Dass das Geschäft mit dem Müll gelegentlich absurde Blüten treibt, ist bekannt. Dass aber die Berliner Stadtreinigung (BSR) finanziell in ein optimiertes Müllkonzept für eine Wohnsiedlung investiert und damit unwissentlich dem privaten Entsorger ALBA den Weg ebnet, klingt wie ein Schildbürgerstreich.

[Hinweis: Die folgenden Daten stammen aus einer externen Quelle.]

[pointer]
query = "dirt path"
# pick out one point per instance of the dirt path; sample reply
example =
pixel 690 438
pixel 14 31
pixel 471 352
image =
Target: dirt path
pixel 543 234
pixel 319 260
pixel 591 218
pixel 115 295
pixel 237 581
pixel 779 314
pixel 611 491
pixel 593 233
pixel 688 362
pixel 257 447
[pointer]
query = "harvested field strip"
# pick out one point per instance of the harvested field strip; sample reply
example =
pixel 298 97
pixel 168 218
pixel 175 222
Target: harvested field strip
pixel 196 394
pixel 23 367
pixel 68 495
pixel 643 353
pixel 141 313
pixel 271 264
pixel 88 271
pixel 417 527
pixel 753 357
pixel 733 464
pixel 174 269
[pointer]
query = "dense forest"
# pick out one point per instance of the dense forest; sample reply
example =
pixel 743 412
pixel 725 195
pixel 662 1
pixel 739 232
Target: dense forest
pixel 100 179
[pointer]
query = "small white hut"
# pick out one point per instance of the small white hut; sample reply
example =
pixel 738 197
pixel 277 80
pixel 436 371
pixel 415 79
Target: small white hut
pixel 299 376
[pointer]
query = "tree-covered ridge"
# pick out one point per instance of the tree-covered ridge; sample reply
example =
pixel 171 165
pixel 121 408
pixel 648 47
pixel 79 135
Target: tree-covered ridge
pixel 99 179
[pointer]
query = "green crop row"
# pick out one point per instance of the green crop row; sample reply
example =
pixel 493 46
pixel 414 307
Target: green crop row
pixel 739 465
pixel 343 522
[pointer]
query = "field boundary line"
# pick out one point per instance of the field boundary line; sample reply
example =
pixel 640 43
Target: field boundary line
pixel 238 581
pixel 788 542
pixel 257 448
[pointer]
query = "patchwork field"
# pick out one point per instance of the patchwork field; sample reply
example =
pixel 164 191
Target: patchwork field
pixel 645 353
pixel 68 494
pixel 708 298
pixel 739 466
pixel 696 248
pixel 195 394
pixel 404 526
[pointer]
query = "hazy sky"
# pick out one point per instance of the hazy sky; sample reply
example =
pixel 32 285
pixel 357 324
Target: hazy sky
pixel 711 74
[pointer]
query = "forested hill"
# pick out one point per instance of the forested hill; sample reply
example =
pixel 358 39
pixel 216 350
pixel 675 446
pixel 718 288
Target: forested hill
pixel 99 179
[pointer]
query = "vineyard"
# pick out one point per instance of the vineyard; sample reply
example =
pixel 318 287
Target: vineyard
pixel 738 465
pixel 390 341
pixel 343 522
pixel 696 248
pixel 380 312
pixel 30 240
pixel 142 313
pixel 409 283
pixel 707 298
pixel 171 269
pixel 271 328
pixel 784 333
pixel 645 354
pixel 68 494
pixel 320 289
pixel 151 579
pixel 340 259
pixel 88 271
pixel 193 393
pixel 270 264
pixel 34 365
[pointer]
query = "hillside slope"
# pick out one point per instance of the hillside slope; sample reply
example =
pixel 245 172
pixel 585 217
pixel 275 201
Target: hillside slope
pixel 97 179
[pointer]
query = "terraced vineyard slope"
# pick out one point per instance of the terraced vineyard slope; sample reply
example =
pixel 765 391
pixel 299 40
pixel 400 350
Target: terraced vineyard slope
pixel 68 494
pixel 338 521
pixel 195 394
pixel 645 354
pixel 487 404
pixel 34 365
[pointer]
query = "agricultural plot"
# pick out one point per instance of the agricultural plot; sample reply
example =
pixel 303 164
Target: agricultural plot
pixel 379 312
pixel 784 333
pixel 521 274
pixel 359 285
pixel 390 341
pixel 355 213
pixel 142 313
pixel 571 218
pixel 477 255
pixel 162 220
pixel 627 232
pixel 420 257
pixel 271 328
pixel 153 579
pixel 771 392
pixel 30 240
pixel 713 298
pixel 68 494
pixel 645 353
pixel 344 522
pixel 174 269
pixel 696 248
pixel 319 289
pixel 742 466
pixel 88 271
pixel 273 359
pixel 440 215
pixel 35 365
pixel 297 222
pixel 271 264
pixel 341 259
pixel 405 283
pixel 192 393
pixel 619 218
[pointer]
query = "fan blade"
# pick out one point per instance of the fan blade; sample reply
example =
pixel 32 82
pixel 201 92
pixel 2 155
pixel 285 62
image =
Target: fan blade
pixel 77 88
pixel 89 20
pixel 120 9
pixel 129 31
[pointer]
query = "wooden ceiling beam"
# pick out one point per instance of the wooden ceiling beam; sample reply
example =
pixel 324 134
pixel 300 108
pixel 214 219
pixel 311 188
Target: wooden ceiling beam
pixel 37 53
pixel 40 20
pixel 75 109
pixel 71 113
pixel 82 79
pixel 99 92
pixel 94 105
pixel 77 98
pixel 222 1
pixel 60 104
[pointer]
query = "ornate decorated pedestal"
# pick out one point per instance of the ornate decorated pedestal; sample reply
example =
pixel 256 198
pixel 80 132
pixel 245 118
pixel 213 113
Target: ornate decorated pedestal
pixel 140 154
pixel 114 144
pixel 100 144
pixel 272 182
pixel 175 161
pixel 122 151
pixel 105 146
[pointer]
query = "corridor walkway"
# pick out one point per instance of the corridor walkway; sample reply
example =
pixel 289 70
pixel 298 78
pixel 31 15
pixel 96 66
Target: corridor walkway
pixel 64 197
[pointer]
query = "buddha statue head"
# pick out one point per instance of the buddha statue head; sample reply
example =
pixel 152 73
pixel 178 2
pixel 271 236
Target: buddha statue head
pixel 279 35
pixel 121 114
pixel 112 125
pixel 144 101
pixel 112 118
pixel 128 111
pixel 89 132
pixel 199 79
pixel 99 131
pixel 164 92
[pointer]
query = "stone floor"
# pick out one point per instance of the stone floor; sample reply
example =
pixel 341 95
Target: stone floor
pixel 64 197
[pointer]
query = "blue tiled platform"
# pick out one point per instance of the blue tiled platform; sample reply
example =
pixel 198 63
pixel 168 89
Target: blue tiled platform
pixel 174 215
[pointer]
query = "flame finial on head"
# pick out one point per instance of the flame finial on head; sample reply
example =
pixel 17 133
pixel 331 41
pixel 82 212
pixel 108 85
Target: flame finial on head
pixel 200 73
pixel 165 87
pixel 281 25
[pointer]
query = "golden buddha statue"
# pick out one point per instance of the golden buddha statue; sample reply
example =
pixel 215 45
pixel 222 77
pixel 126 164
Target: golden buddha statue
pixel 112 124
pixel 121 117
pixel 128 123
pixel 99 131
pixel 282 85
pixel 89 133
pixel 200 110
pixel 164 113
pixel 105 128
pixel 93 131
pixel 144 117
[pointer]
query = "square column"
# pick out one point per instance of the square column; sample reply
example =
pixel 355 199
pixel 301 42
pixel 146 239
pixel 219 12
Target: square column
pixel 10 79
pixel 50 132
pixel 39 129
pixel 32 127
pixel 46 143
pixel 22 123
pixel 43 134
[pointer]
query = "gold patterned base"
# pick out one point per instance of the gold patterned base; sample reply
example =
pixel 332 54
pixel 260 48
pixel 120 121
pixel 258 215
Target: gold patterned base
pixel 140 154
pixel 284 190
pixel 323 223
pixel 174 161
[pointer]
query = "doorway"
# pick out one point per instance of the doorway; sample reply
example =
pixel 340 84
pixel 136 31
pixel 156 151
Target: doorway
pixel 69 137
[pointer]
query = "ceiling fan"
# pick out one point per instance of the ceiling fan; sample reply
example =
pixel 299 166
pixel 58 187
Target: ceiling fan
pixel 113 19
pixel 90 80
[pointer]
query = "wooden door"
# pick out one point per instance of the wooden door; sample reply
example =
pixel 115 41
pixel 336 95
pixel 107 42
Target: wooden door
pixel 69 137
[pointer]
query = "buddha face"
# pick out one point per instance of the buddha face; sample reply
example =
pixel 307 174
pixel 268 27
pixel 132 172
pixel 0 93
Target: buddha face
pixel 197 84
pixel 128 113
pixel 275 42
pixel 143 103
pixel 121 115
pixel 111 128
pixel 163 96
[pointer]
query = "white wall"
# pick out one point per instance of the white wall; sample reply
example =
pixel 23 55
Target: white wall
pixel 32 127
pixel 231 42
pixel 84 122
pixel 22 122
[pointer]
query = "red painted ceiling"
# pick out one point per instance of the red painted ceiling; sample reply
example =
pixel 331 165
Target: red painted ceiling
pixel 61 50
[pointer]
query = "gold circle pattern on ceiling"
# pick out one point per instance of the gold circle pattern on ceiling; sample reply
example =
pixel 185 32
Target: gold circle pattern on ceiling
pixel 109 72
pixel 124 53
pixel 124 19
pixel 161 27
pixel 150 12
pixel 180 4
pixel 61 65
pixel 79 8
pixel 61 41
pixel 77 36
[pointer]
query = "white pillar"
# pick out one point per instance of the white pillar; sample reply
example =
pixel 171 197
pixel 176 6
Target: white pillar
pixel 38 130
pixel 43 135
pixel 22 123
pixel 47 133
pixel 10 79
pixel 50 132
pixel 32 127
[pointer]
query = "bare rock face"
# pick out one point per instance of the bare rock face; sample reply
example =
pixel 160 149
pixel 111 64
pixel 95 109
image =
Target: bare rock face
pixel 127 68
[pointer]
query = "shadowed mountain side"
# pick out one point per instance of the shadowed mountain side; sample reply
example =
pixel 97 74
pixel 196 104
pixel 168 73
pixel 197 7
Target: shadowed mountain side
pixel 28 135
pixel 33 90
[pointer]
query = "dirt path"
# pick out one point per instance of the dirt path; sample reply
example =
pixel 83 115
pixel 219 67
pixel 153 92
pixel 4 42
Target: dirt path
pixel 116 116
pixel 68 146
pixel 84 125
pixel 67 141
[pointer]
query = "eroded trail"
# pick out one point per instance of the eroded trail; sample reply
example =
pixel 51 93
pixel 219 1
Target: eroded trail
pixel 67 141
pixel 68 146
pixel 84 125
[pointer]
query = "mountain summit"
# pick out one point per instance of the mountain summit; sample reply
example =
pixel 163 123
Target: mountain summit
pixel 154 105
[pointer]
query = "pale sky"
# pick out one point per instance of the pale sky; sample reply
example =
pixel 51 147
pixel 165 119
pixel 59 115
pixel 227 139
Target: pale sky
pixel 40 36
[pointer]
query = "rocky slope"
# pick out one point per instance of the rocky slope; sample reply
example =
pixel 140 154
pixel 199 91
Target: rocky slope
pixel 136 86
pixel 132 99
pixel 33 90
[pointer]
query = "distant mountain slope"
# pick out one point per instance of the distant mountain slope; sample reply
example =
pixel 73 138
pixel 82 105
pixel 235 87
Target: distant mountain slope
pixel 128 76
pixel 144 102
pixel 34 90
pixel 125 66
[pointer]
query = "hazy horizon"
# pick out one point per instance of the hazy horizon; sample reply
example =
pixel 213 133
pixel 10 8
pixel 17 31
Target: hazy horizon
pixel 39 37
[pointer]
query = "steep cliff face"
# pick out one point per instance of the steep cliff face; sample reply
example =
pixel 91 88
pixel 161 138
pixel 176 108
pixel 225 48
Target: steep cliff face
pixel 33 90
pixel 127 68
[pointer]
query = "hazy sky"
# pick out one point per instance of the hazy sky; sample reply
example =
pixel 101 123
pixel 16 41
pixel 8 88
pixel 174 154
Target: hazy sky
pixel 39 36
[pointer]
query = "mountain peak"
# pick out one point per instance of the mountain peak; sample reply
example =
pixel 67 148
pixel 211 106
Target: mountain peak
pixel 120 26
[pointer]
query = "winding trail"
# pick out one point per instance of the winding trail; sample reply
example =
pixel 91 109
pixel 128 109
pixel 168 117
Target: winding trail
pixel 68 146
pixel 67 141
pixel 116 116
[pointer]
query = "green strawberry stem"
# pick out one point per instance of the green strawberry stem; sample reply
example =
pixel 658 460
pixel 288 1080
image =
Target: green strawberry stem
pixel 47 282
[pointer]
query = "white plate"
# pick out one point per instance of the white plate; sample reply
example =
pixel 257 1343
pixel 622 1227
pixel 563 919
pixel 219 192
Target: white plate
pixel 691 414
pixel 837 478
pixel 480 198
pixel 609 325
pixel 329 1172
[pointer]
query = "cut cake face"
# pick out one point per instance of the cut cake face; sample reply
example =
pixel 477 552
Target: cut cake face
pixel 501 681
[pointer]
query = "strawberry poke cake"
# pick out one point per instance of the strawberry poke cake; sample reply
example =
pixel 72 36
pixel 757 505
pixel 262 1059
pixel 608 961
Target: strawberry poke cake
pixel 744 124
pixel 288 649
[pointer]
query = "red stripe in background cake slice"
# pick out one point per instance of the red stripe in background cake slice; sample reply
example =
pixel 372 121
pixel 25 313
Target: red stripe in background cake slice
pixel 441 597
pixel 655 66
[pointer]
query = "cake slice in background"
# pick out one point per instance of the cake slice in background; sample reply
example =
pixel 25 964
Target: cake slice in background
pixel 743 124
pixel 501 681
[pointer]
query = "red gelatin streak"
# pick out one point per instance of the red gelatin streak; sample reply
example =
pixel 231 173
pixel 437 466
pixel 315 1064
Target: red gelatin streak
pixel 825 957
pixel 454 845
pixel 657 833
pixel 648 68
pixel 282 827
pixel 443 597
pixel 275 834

Bereits seit Mitte der 90er Jahre habe sich der Mieterbeirat der so genannten „Märchensiedlung“ in Köpenick, einer denkmalgeschützten Anlage rund um die Mittelheide, bemüht, mit der GSW in Gespräche um ein besseres Müllkonzept zu treten, erklärt Mieter Walter Wawra. Das Ziel war, Betriebskosten einzusparen, aber auch Geruchsbelästigungen in den Erdgeschosswohnungen zu reduzieren und die bestehende öffentliche Zugänglichkeit der Tonnen zu unterbinden. Lange Zeit hieß es, die Denkmalschutzbestimmungen stünden einer Veränderung der Müllstandplätze entgegen, doch im Jahr 2005 sollte sich die Hartnäckigkeit der Mieter als fruchtbar erweisen. Im Rahmen des von der BSR angebotenen „Abfallmanagements“ wurde für die Siedlung zusammen mit dem Denkmalschutz ein Konzept ausgearbeitet, das 19 kleinere Müllstandplätze auf neun große reduzierte – unter finanzieller Beteiligung der BSR. „Die kleinen, schlecht zugänglichen Müllstandplätze in der Mittelheide schränkten die Effizienz unserer Arbeit ein, auch ließen sich nicht überall alle Tonnen-Fraktionen aufstellen“, erklärt Sabine Thümler, Unternehmenssprecherin der BSR. Mit etwa 11000 Euro bezifferte die BSR die jährliche Kostenersparnis für die 394 Wohneinheiten – auf Dauer rechne sich die Investition. Was aber weder Mieterbeirat noch BSR bekannt war, war der Umstand, dass parallel auf Geschäftsführungsebene der GSW die unternehmensweite Einführung der von der ALBA betriebenen „Gelben Tonne plus“ beschlossen wurde, die nun auch seit Mai 2006 in der Mittelheide zu finden ist.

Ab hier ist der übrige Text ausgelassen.